One Thousand Scents

Friday, December 19, 2008

Three Princesses

I was in a mall a couple of weeks ago and I was in a mood, because Christmas is coming and, well, you know. I went into the big department store to look at the fragrance gift sets and said to myself, "I am not leaving without a sample of something." That's often a challenge at any time of year but even more so at Christmas, but as I said, I was in a mood, so I was determined to have something.

I saw a sample lying on a counter, picked it up, saw that it was Jessica Simpson's newest scent, Fancy, thought, "Oh, you have got to be kidding", and put it back down. Snooping around, I noticed a little stack of samples behind one of those plastic displays for some fragrance or other--a favourite hiding place of the sales clerks. I reached behind and picked up one of each of the two samples lying there, not taking any particular care to be sneaky, because why should I be? They're free samples, and I have as much right to them as anyone: I'm probably not going to buy them, but I might, and I'll get at least as much use out of them as anyone else, because I'll definitely wear them just to see what they smell like and I might even write about them.

A sales clerk who was helping another customer may have noticed what I was doing while she was helping another customer, because just as I was walking away from the counter, she came over to the general area of the plastic display and then (I think) gave me the old hairy eyeball. How dare I touch her samples! How dare I take them without asking!

I work in retail so I understand that attitude.
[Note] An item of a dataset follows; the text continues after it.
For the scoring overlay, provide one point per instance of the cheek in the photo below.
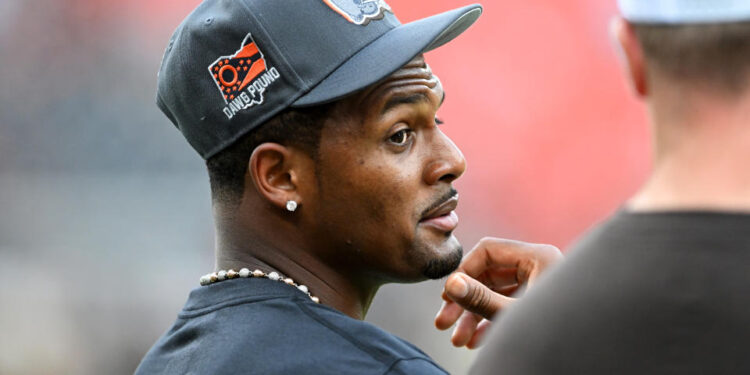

You do get a proprietary feeling towards your stuff, and you hate it when customers touch it without asking. But if I'd asked if she had any samples, she would probably have said no, because I am a guy asking for samples in the women's fragrance department, and anyway they were just lying there, indifferently concealed: it's not as if I took her keys and opened the locked drawers behind the counter.

And then on the way out I picked up that sample of Fancy, just because, and so I ended up with three scents clearly aimed at very young women, with their princessy pink-and-purple colour schemes and their near-rococo ornamentation. And what do you know? One of them isn't terrible.

+

Inspire by Christina Aguilera lurches out of the bottle a big, lumbering white floral with fruity overtones (mango and citrus), and it stays a big, lumbering white floral (mostly tuberose and gardenia) for nearly its entire life. If you like white florals, this may the sort of thing you like, but you may also feel that you've smelled it before, and you have, only done better. If you don't like white florals, which I sure don't, this will strike you as yet another thick, bludgeoning tuberose scent. I can't help but think that this is a misfire, because the target audience for it must surely be young women who listen to pop music a lot, and the fruity-floral opening can't disguise the fact that this is awfully mature. Nevertheless, I would imagine that quite a few bottles of this have been sold on the strength of the celebrity's name.

+

Despite an almost comical attempt at some top notes, Anna Sui Night of Fancy (a follow-up to Flight of Fancy) consists almost entirely of a large block of creamy candy flavoured with artificial blueberry. It stays this way for a very long time. It's rather pleasant for a while, but it remains exactly as it for so long that eventually you just start to choke on it. The advertising and the name make it clear that this is supposed to be a sophisticated, evening sort of scent, but it's a twelve-year-old girl's idea of sophistication. The bottle, though, is exceedingly pretty, a Lalique-style fan stopper in the shape of a peacock atop a filigreed oblong full of luscious purple juice.

+
The sample card for Fancy by Jessica Simpson contains a quote putatively by Simpson herself: "This is a unique fragrance--personal, whimsical, playful and romantic. To me, Fancy is just that: fancy." So she's not using the word in the Anna Sui sense of "fantasy" or "imagination": she means something like...what? Highly ornamented? Classy? Whimsical? All I can say is that if this her idea of fancy, then she's even more vulgar than I thought.

And yet the scent is sort of appealing, in a cheapjack kind of way. The first third or so is like grim death for anybody who's sick of fruity florals and overly sweet gourmand scents, because it's a huge wad of indefinable fruit, vague flowers, and sugar. Just when you start to think that this is the entire scent, it mostly boils away to reveal a candy-store core of vanilla, caramel, cream, and almonds, with an overtone of the cotton-candy scent of Aquolina Pink Sugar. Wildly unsophisticated, yet considerably more pleasant than you might think, unless you really hate gourmand scents, in which case steer clear. Later on the scent takes on a certain bakery quality, along with that Pink Sugar cotton candy; it lasts for hours and calls to mind various Comptoir Sud Pacifique offerings dominated by sweet vanilla. The bottle is also rather pretty, in an obvious way.

It's horrible to think about giving Jessica Simpson your money, but in truth, you could do much, much worse than Fancy, particularly if you need a Christmas gift for a teenage girl.